Com a flexibilização do uso das máscaras, o médico destaca que a população precisa estar ciente do momento em que ainda é necessário usá-la. Em ambientes abertos, com distanciamento entre as pessoas e em ambientes fechados amplos, com circulação boa de ar, Renee Oliveira diz que é tranquilo retirar o item de proteção. Mas em locais fechados, sem circulação de ar e com um percentual não satisfatório de vacinação, ainda é preciso usar.

“É necessário que a nossa população tenha um bom senso. Nas escolas, por exemplo, enquanto não chegarmos a um percentual aceitável de cobertura vacinal entre as crianças, é necessária a manutenção das máscaras”, pontua Renee.

A mesma opinião é compartilhada pela infectologista Mardjane Lemos. Ela ressalta que o uso da máscara de proteção é mais eficaz quando ocorre de forma coletiva. Em um ambiente cheio de pessoas, onde só uma ou outra faz uso do item de proteção, a eficácia fica restrita e ainda é possível contrair o vírus. “No momento, o vírus está circulando pouco, graças, principalmente, às vacinas. Mas continuamos confirmando casos de Covid, com pouquíssimas internações, felizmente. Porém, deixar de usar máscara, especialmente em se tratando de uma doença que a gente leva um tempo até perceber que ela, de fato, está circulando com força, porque é necessário acumular um grande número de casos, que leva à internação hospitalar e à percepção da gravidade, pode fazer com que esse vírus volte a circular com força a qualquer momento e, além disso, dá a falsa sensação de que está tudo bem, mas não está, porque ainda estamos vivendo uma pandemia”, conta a médica.

MÉDICA ALERTA PARA CONSEQUÊNCIAS AINDA DESCONHECIDAS DO VÍRUS

A médica infectologidsta Mardjane Lemos chama a atenção para as consequências ainda desconhecidas da Covid-19. 

“Eu faço um alerta importante sobre as outras consequências ainda desconhecidas das sequelas tardias da Covid, como as que podem afetar as crianças que não foram vacinadas ainda, por causa da idade.
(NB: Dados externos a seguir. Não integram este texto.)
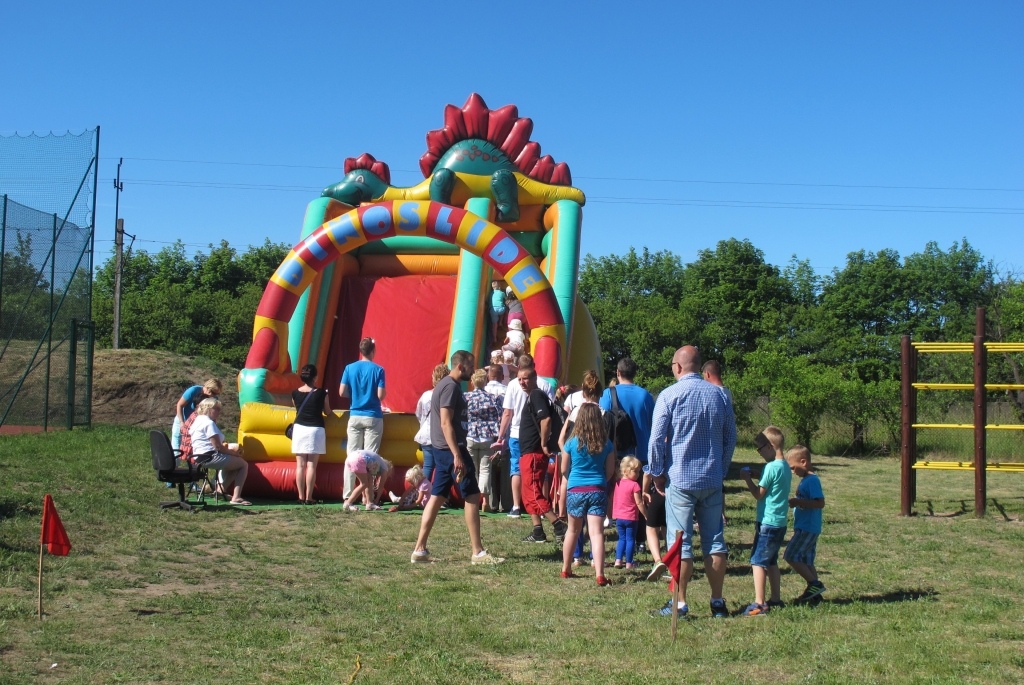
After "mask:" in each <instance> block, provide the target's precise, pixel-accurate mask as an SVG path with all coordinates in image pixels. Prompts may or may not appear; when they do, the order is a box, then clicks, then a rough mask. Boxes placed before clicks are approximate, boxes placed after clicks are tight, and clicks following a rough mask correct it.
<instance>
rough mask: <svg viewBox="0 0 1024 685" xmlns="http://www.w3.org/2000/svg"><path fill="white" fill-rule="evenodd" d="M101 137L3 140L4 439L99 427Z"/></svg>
mask: <svg viewBox="0 0 1024 685" xmlns="http://www.w3.org/2000/svg"><path fill="white" fill-rule="evenodd" d="M98 151H99V129H98V128H97V129H95V130H91V131H86V132H84V133H82V134H79V135H75V134H70V133H69V134H66V135H59V136H57V135H47V136H36V135H30V136H17V135H15V136H9V137H3V136H0V196H2V203H3V206H2V208H0V212H2V214H0V255H2V260H0V430H4V429H6V430H8V431H10V430H25V429H29V430H32V429H36V430H38V429H42V430H47V429H50V428H54V427H59V428H68V429H71V428H72V427H74V426H76V425H88V424H89V423H90V422H91V396H92V388H91V379H92V339H93V329H92V323H91V318H92V315H91V309H92V267H93V263H92V259H93V237H94V216H95V189H96V162H97V160H98Z"/></svg>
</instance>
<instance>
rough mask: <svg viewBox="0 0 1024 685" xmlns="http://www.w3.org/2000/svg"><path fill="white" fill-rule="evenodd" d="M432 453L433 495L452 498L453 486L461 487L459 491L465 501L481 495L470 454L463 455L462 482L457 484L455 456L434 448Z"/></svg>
mask: <svg viewBox="0 0 1024 685" xmlns="http://www.w3.org/2000/svg"><path fill="white" fill-rule="evenodd" d="M432 452H433V454H434V472H433V474H432V475H431V477H430V482H431V486H430V494H431V495H436V496H437V497H444V498H446V497H451V496H452V486H453V485H456V484H458V485H459V491H460V493H462V497H463V499H465V498H468V497H472V496H473V495H479V494H480V487H479V485H477V484H476V469H475V467H474V466H473V460H472V459H470V457H469V453H463V454H462V455H461V456H462V465H463V469H464V471H463V474H462V481H461V482H459V483H456V481H455V456H454V455H453V454H452V451H451V449H438V448H437V447H434V448H433V451H432Z"/></svg>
Um exemplo é essa hepatite misteriosa que está circulando. Já há elementos que indicam a possibilidade de ter uma infecção sequencial por Covid e por outro vírus, o Adenovírus, ou por ambos ao mesmo tempo, que em algumas pessoas predispostas levaria a uma hepatite autoimune, como em crianças, por exemplo. Portanto, ainda não é momento de tirar as máscaras. O uso de máscaras não é uma medida difícil, é uma medida simples, de baixo custo, que só funciona se a maioria usar”, pontua. 

MORTE ZERO

O médico Renee Oliveira diz que o foco agora é atingir óbito zero por Covid-19. Para isso, ele ressalta a importância fundamental da vacinação. 
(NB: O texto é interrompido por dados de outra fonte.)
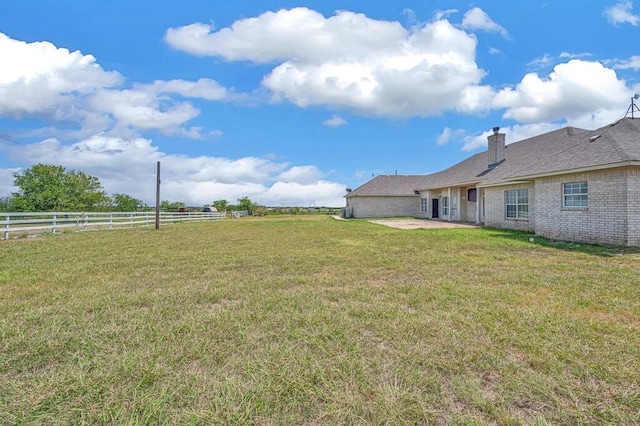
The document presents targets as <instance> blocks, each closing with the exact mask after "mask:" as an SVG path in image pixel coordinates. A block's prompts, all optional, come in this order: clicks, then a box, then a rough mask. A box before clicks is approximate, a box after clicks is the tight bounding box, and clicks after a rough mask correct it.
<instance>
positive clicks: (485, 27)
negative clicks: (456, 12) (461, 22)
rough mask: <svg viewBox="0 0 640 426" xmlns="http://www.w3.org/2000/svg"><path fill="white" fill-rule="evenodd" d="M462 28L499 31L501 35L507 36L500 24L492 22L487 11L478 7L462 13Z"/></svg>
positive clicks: (491, 19)
mask: <svg viewBox="0 0 640 426" xmlns="http://www.w3.org/2000/svg"><path fill="white" fill-rule="evenodd" d="M462 28H464V29H467V30H471V31H473V30H482V31H487V32H493V33H500V35H502V37H508V36H509V33H508V32H507V30H506V29H505V28H504V27H503V26H502V25H499V24H497V23H496V22H494V21H493V20H492V19H491V18H490V17H489V15H487V13H486V12H485V11H484V10H482V9H480V8H479V7H474V8H473V9H471V10H469V11H468V12H467V13H465V14H464V17H463V19H462Z"/></svg>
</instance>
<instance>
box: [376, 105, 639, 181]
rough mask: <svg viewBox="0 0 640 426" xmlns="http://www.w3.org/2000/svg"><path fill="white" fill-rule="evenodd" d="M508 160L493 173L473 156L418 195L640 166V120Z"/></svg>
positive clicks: (480, 157)
mask: <svg viewBox="0 0 640 426" xmlns="http://www.w3.org/2000/svg"><path fill="white" fill-rule="evenodd" d="M504 156H505V161H504V162H503V163H501V164H500V165H499V166H497V167H495V168H494V169H493V170H489V171H488V170H487V166H488V155H487V152H486V151H485V152H481V153H479V154H476V155H473V156H471V157H469V158H467V159H466V160H463V161H461V162H460V163H458V164H455V165H454V166H452V167H449V168H448V169H445V170H443V171H441V172H438V173H434V174H431V175H427V176H426V177H425V183H426V185H425V186H422V187H420V188H418V189H429V188H442V187H447V186H459V185H463V184H470V185H473V184H480V185H493V184H501V183H506V182H508V181H510V180H517V179H518V178H525V177H527V176H536V175H544V174H554V173H562V172H569V171H571V170H579V169H584V168H590V167H598V166H602V167H605V166H612V165H615V164H617V163H625V162H629V161H640V119H638V120H632V119H630V118H624V119H622V120H620V121H618V122H616V123H614V124H611V125H608V126H605V127H602V128H600V129H597V130H593V131H589V130H584V129H578V128H573V127H568V128H563V129H559V130H555V131H553V132H549V133H545V134H543V135H539V136H535V137H533V138H529V139H526V140H523V141H520V142H516V143H513V144H510V145H507V146H506V148H505V150H504ZM365 185H366V184H365Z"/></svg>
“Temos que considerar que talvez o indicador mais importante para avaliar essa questão seja a vacinação. O quantitativo da nossa população com os índices de vacinação, suas doses e mesmo a dose de reforço, como estamos hoje em relação a esse indicador. O Brasil está chegando perto de 80% em relação às duas doses. Mas em Alagoas e em Maceió não estamos nesse patamar, estamos bem abaixo. Temos um número grande de pessoas que precisam completar a segunda dose e que ainda não foram em busca da terceira, para completar o reforço. É essa terceira dose que vai fazer com que, no caso do aparecimento de novas variantes, a população tenha uma proteção maior. A cobertura vacinal é hoje, o fator mais preocupante”, fala o especialista. 
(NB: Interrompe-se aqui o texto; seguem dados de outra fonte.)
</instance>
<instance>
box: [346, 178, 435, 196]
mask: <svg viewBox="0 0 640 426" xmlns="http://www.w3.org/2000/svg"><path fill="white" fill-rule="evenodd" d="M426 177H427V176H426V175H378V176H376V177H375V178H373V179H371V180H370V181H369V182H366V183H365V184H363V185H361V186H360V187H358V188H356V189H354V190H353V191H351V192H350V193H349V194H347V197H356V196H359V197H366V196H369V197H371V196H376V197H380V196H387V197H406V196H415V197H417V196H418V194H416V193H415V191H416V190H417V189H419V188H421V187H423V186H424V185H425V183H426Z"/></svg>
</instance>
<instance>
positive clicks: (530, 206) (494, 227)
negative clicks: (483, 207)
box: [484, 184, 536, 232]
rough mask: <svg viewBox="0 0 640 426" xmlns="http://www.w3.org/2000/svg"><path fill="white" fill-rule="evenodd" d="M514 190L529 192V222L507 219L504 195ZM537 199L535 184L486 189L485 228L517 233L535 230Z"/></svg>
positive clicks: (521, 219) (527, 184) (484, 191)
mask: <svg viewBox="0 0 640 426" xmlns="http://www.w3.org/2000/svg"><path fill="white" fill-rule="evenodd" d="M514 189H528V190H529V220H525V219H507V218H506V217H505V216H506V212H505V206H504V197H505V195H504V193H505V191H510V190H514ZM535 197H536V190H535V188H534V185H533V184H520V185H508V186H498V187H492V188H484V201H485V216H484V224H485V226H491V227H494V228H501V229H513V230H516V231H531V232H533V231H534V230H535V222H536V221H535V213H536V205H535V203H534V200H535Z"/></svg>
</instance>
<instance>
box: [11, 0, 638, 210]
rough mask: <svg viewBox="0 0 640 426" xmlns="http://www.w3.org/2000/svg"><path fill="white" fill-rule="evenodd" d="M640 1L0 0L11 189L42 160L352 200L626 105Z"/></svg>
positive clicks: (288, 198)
Ele completa ressaltando a necessidade de zerar os óbitos pela doença. “Sendo assim, levando em consideração a cobertura vacinal, ainda precisa melhorar. Levando em consideração o número de óbitos, estamos em uma situação boa, mas temos que focar em óbito zero. Não podemos ter mais pessoas morrendo de Covid-19 para dar uma tranquilidade. Temos que considerar também o percentual de positividade dos testes realizados. E a cobertura vacinal, principalmente quando liberamos o uso da máscara em ambientes fechados e em ambientes com aglomeração grande de pessoas, como as festas. Isso precisa ser levado em consideração”, diz o médico.